Volkswagen Dieselgate (the car manufacturer’s fraudulent manipulation of test results to circumvent car emission standards) continues to exercise plenty a litigator, across various fields. Consumer protection litigation is underway in many jurisdictions, often taken the form of class actions. The environmental fall-out of the scandal has not yet completed either, particularly seeing as Volkswagen like all car manufacturers continues to have to submit cars for type approval under EU product laws. This process it appears involves all sorts of tweaking of a car’s engine to make it resemble real driving and use conditions, moreover the standard use of the vehicle likewise may require installing a defeat device to protect the engine e.g. in starting conditions. Not all tweaking qualifies as a defeat device and not all ‘defeat devices’ are illegal under the Regulation.
Consumer and environmental organisations now having discovered the important impact of such test (previously they were largely the exclusive domain of car enthusiasts and engineers) on the subsequent legality of any defeat devices, they routinely challenge national authorities’ decisions to accept engines with tweaked specifications as not being ‘defeat devices’ under Regulation 715/2007.
In Case C‑873/19 Deutsche Umwelthilfe the challenge for the referring national court was that the national German legislation detailing standing in administrative courts, would have to be interpreted contra legem for it to grant access to an environmental NGO in cases such as type approval decisions. This would imply it would fall outside the national courts ‘Marleasing’ obligation to interpret and apply national law as much as possible in line with EU law requirements (see here for a succinct tutorial on the EU law issues).
The referring court argues that the German law at issue was intended as an implementation of the EIA Directive 85/337, particularly of that Directive’s provisions for challenges to national authorities impact assessment of ‘projects’ and that a challenge to a vehicle’s type approval can with the best intentions not be held to be such ‘project’. The national courts queried the CJEU as to whether in cases such as these, there would be a direct source of standing in EU. In light of the CJEU case-law that Article 9(3) of the Aarhus Convention in itself, has no direct effect in EU law (CJEU Protect) It suggested the combined application of Article 9(3) of the Aarhus Convention and Article 47 of the EU Charter of Fundamental Rights (Right to an effective remedy and to a fair trial).

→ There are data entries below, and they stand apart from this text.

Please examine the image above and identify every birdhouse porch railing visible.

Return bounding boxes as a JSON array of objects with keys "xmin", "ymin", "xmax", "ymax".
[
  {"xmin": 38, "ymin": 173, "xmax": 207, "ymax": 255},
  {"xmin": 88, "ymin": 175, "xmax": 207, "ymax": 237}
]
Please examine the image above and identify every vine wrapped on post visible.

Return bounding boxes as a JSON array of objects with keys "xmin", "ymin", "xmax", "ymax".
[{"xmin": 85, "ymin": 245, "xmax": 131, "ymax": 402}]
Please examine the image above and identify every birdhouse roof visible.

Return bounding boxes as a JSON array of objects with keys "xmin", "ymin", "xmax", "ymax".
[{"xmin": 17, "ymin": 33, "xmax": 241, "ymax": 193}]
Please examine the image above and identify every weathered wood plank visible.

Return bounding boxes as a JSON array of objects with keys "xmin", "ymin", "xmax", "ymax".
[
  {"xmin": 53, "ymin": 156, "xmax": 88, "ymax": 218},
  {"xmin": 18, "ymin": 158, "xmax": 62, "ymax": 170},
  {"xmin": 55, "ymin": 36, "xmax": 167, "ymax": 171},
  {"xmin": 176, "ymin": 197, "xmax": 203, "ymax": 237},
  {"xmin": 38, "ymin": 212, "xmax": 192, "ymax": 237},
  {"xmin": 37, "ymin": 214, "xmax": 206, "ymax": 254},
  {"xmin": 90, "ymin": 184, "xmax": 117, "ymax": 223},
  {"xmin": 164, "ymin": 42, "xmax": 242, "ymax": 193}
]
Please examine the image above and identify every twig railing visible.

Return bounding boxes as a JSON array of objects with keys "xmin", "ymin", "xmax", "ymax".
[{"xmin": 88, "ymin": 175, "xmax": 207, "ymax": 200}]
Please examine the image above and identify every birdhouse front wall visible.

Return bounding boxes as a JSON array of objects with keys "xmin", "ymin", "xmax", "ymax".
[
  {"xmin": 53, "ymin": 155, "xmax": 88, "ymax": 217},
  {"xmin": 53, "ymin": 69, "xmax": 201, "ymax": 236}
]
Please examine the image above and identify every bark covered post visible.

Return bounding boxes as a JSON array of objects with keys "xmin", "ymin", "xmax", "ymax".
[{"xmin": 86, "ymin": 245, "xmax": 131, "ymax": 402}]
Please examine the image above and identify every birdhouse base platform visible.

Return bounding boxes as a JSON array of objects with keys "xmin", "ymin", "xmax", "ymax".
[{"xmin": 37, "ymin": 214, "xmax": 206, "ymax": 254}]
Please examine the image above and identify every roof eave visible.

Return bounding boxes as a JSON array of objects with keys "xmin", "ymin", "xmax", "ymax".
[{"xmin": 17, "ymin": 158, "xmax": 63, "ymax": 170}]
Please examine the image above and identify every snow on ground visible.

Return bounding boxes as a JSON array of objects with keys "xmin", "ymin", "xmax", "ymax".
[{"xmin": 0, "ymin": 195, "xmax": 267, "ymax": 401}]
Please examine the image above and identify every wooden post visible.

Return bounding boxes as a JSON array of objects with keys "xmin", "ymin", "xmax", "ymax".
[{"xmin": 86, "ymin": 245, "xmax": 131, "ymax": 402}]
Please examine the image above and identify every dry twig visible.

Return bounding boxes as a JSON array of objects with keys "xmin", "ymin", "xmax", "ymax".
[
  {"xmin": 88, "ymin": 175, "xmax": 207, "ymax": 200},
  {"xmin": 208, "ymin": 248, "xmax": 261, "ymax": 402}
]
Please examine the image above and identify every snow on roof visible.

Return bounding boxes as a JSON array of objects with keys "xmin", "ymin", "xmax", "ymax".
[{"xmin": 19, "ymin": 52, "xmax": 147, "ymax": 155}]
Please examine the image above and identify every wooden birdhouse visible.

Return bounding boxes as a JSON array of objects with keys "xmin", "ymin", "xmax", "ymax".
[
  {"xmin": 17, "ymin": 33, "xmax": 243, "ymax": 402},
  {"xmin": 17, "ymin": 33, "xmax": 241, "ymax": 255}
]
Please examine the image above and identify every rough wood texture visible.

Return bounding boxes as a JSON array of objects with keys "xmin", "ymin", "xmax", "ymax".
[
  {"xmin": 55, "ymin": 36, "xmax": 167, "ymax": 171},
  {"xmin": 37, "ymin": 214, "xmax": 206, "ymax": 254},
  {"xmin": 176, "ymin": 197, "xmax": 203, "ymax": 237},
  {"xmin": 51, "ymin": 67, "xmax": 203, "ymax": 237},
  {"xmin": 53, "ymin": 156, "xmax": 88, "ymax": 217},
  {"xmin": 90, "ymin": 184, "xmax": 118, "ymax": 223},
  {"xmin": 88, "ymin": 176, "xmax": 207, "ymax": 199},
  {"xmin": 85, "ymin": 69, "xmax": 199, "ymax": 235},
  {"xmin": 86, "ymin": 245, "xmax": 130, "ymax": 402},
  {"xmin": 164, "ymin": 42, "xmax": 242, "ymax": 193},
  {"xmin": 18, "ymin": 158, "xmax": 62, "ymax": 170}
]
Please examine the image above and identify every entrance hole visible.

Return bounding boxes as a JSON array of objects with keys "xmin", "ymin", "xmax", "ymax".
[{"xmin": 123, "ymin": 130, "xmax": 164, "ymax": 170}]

Advocate-General Rantos (73) brushed aside suggestions that such an opening would force an actio popularis on German civil procedure law, seeing as national law, backed by the Aarhus Convention, imposes a number of substantial requirements upon associations prior to being granted general standing. He firmly suggested the combined application of these Articles does indeed directly require the type of standing as in the specific case, seeing as otherwise the effectiveness of both the type approval Regulation, and Article 47 of the Charter would be compromised.